The blurb on the back says:
Renowned psychic and medium Madame Magenta has two husbands. Fortunately, one of them is dead. Less fortunately, death has turned him into a massive pain in the arse.
Magenta has three days to return husband no.1 to the Other Side, or she’s stuck with him for good. Only dubious doings, dark magic and dealings with the criminal underworld can help her now.
“A Joyce Grenfell for the 21st Century” – John Fleming, founder of the increasingly prestigious Malcolm Hardee Awards
I think that last quote will be the thing that sells the book.
“I’ve read voraciously since I was a kid,” Lindsay told me last night, “and I thought: If I’ve absorbed all these books and I’ve started developing my voice comedically then surely I’m capable of forming some kind of decent novel?

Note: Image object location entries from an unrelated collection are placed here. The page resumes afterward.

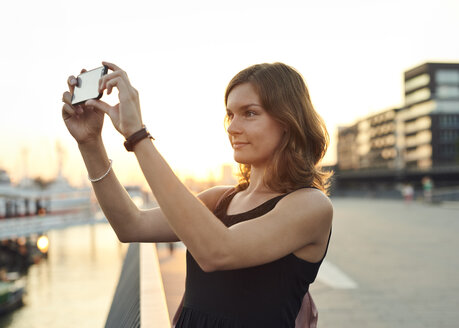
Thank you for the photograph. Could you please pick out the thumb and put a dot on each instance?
(100, 105)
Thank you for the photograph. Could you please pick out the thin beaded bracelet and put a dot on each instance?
(104, 175)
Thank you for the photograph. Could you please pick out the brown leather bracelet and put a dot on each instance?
(132, 140)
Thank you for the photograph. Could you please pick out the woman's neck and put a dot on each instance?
(257, 184)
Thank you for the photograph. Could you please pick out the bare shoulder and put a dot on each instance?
(211, 196)
(311, 204)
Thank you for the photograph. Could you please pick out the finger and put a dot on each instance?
(72, 82)
(118, 83)
(106, 78)
(100, 105)
(68, 111)
(111, 66)
(67, 98)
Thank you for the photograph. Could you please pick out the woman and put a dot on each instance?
(254, 249)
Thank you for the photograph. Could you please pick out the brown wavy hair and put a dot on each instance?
(284, 95)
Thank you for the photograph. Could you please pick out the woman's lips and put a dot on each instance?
(238, 145)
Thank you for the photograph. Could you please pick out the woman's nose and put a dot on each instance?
(234, 127)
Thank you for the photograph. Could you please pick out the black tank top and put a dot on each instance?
(267, 295)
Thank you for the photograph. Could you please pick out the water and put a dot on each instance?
(74, 287)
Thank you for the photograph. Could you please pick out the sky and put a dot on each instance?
(180, 55)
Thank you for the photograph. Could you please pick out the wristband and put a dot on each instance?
(132, 140)
(104, 175)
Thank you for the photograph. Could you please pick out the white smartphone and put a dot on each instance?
(88, 85)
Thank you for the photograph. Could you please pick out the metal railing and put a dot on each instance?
(139, 299)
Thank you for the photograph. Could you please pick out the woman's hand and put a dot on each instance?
(125, 115)
(83, 122)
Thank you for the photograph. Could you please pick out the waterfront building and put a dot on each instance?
(421, 138)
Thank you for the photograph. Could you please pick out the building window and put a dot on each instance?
(416, 82)
(417, 96)
(447, 76)
(447, 91)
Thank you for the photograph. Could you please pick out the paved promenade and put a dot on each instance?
(390, 264)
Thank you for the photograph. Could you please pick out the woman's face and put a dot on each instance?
(253, 133)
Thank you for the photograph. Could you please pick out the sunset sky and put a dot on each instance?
(180, 55)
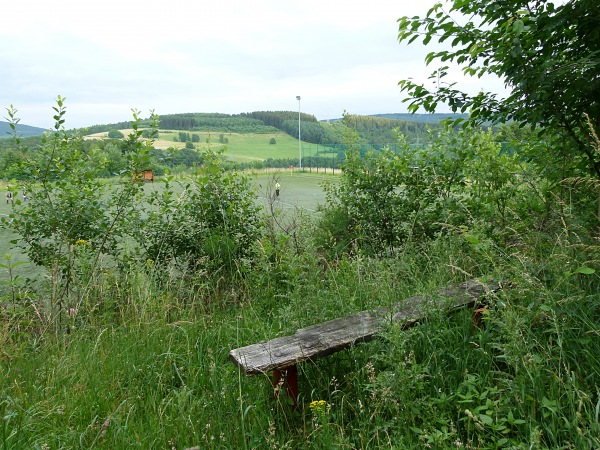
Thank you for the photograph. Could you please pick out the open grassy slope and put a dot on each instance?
(240, 147)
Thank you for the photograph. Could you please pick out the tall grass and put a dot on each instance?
(143, 361)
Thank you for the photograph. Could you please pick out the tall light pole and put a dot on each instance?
(299, 135)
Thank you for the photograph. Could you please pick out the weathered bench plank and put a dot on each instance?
(329, 337)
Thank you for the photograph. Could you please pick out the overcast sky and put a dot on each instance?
(231, 56)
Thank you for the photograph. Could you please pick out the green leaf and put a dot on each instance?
(585, 271)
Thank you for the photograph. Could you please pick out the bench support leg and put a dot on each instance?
(287, 377)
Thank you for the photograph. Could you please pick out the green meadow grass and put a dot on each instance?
(299, 191)
(240, 147)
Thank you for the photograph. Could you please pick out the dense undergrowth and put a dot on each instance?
(122, 348)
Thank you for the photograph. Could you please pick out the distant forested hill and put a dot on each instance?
(376, 130)
(22, 130)
(434, 118)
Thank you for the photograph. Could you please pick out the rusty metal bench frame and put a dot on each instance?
(281, 355)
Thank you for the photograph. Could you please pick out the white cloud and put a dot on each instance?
(236, 56)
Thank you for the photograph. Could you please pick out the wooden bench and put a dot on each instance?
(281, 355)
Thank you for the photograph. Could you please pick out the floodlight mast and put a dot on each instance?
(299, 136)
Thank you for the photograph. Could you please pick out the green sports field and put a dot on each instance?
(301, 191)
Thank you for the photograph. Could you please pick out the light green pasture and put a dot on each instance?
(299, 191)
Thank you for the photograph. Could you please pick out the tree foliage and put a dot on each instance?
(547, 55)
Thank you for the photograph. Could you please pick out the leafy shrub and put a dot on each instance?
(386, 198)
(213, 224)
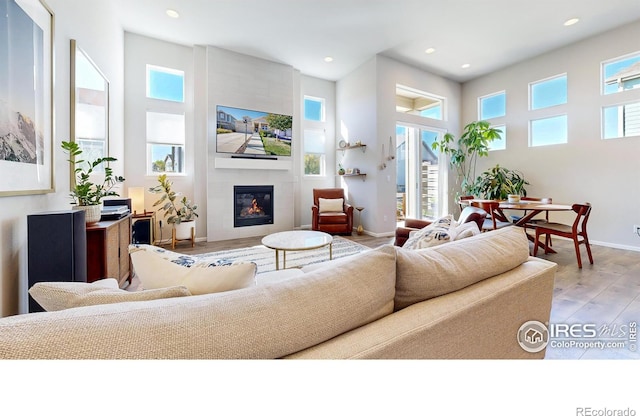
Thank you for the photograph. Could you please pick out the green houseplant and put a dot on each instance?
(88, 195)
(176, 209)
(464, 152)
(499, 182)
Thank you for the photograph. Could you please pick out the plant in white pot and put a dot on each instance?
(86, 194)
(179, 212)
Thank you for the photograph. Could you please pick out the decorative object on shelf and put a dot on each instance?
(176, 211)
(87, 195)
(360, 229)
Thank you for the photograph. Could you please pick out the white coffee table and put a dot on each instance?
(296, 241)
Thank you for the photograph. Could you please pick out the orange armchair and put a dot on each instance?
(328, 215)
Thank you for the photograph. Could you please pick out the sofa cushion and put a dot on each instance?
(330, 205)
(56, 296)
(267, 321)
(426, 273)
(438, 232)
(152, 265)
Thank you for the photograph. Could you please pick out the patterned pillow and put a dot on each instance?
(438, 232)
(158, 268)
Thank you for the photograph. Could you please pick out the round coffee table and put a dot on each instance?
(296, 241)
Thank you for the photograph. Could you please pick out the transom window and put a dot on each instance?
(620, 74)
(492, 106)
(548, 93)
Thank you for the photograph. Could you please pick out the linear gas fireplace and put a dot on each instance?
(253, 205)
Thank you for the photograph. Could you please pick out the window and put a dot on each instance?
(313, 108)
(165, 84)
(314, 157)
(621, 74)
(548, 93)
(165, 142)
(492, 106)
(547, 131)
(412, 101)
(501, 143)
(621, 120)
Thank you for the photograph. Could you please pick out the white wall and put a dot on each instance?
(94, 26)
(140, 51)
(587, 168)
(237, 80)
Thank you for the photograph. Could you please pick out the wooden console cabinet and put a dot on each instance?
(108, 250)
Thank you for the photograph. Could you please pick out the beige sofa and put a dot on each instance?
(464, 299)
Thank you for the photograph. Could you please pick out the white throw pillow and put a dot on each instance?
(56, 296)
(155, 270)
(438, 232)
(330, 205)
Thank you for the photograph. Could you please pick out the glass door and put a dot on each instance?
(419, 173)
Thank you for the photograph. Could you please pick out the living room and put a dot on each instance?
(362, 101)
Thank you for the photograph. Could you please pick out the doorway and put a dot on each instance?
(419, 174)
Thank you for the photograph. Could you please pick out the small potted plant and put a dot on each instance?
(88, 195)
(179, 212)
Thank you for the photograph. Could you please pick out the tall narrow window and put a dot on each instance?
(492, 106)
(621, 74)
(313, 109)
(165, 142)
(547, 131)
(547, 93)
(314, 152)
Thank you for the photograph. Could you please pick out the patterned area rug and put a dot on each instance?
(265, 257)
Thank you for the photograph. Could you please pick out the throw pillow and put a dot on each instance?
(155, 270)
(428, 273)
(438, 232)
(330, 205)
(56, 296)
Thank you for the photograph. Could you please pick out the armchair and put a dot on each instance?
(330, 215)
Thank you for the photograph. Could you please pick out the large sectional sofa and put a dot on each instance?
(465, 299)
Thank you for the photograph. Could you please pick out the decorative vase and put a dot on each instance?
(92, 213)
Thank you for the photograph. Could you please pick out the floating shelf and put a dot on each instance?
(355, 146)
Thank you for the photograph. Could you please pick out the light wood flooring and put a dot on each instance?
(605, 293)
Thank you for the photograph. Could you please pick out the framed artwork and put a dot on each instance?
(26, 97)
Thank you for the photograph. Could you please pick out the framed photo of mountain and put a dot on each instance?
(26, 97)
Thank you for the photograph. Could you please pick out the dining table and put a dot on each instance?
(530, 208)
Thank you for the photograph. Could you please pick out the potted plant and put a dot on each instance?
(463, 156)
(86, 194)
(498, 183)
(179, 212)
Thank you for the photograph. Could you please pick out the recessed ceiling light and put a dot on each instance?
(172, 13)
(571, 21)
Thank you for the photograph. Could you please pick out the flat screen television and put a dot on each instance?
(250, 133)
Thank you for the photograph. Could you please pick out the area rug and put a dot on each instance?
(265, 257)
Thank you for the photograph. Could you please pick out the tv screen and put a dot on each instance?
(252, 133)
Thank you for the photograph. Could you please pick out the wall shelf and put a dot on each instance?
(354, 146)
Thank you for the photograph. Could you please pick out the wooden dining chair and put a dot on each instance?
(577, 231)
(495, 217)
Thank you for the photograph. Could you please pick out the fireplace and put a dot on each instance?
(253, 205)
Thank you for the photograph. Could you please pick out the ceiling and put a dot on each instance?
(486, 34)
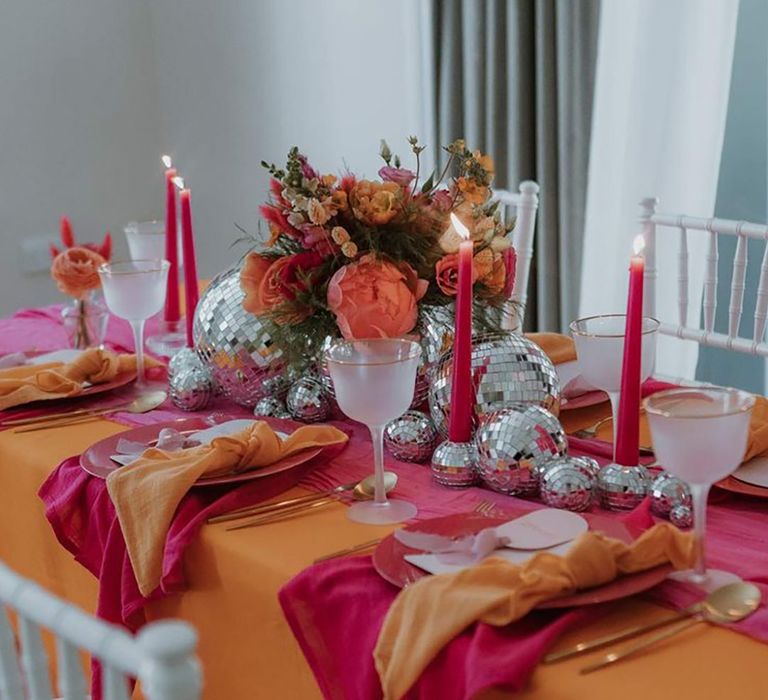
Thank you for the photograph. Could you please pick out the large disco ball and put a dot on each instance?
(514, 446)
(507, 369)
(234, 343)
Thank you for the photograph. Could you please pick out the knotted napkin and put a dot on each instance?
(430, 613)
(21, 385)
(147, 492)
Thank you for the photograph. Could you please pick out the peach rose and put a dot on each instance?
(264, 283)
(76, 271)
(490, 271)
(447, 274)
(374, 298)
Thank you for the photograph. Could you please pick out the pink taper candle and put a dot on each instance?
(462, 392)
(190, 265)
(627, 432)
(172, 312)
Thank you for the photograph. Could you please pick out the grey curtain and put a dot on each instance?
(515, 79)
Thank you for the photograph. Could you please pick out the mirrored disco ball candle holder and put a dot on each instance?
(622, 488)
(514, 447)
(507, 369)
(234, 343)
(668, 491)
(569, 482)
(411, 438)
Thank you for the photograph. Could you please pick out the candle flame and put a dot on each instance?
(638, 245)
(459, 227)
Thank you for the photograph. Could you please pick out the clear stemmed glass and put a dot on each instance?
(146, 239)
(600, 352)
(374, 381)
(135, 290)
(700, 435)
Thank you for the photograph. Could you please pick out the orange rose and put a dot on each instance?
(491, 271)
(374, 298)
(76, 271)
(447, 274)
(270, 283)
(375, 202)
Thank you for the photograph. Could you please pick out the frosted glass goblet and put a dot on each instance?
(600, 353)
(700, 435)
(135, 290)
(374, 381)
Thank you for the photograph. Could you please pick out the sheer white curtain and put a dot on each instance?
(661, 96)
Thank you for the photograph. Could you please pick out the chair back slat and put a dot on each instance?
(11, 685)
(761, 305)
(71, 679)
(682, 278)
(114, 684)
(737, 285)
(162, 657)
(34, 660)
(656, 224)
(710, 284)
(526, 204)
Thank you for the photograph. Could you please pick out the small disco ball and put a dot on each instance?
(191, 389)
(514, 445)
(667, 491)
(507, 369)
(681, 516)
(234, 343)
(567, 483)
(184, 359)
(622, 488)
(308, 401)
(271, 407)
(454, 464)
(412, 437)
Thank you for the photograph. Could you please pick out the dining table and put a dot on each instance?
(232, 578)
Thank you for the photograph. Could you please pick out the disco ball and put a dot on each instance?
(234, 343)
(568, 483)
(507, 369)
(514, 446)
(411, 437)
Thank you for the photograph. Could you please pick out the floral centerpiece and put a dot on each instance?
(75, 271)
(360, 258)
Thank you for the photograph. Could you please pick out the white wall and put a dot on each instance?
(79, 122)
(93, 91)
(243, 81)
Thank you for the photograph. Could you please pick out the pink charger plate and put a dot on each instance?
(389, 562)
(96, 460)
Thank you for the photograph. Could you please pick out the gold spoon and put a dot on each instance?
(729, 603)
(141, 404)
(362, 491)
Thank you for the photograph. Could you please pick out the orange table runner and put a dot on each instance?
(245, 645)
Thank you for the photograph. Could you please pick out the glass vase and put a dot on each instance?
(85, 323)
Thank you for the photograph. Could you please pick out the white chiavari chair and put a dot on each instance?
(525, 204)
(655, 224)
(161, 656)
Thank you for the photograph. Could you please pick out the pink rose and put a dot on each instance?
(374, 298)
(401, 176)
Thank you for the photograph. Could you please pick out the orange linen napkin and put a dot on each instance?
(558, 347)
(20, 385)
(434, 610)
(147, 492)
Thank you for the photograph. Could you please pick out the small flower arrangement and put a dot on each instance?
(360, 257)
(75, 269)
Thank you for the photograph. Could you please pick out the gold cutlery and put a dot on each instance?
(729, 603)
(349, 550)
(267, 513)
(141, 404)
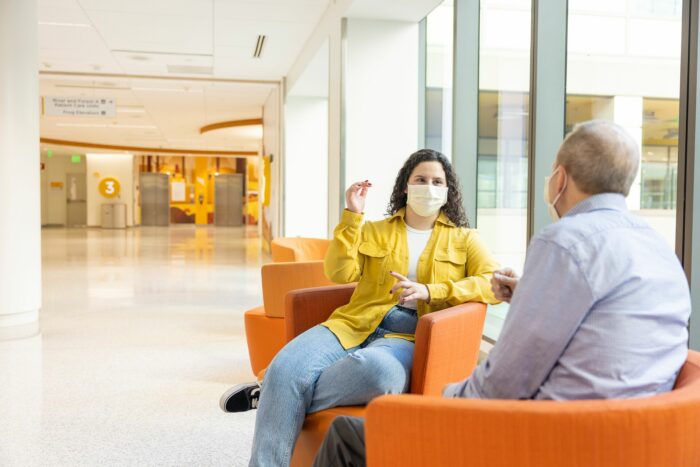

“Why written by Madame Magenta and not Lindsay Sharman?” I asked.
“Because I started writing and didn’t know where I was going to go,” explained Lindsay. “She was an already-formed character, so I knew how she thought and what she’d do and I had a vague idea of her family life and context.”
“Yes,” I said, “I had no idea until he was mentioned in the show tonight that she had a husband.”
“Oh,” said Laurence, “he’s very well explored in the book.”
“The book is a bit of a different animal to the stage show,” said Lindsay, “but it’s still recognisably her.”
“And it’s a comic novel,” I checked, “not a deep exploration of the human psyche?”
“I don’t think I’m capable of writing that kind of thing,” said Lindsay.
“I suspect you are,” I said.
“I think,” said Lindsay, “I’d have to take everything a bit more seriously than I probably do. I think I deal with everything through humour and that’s why I became a comedian.”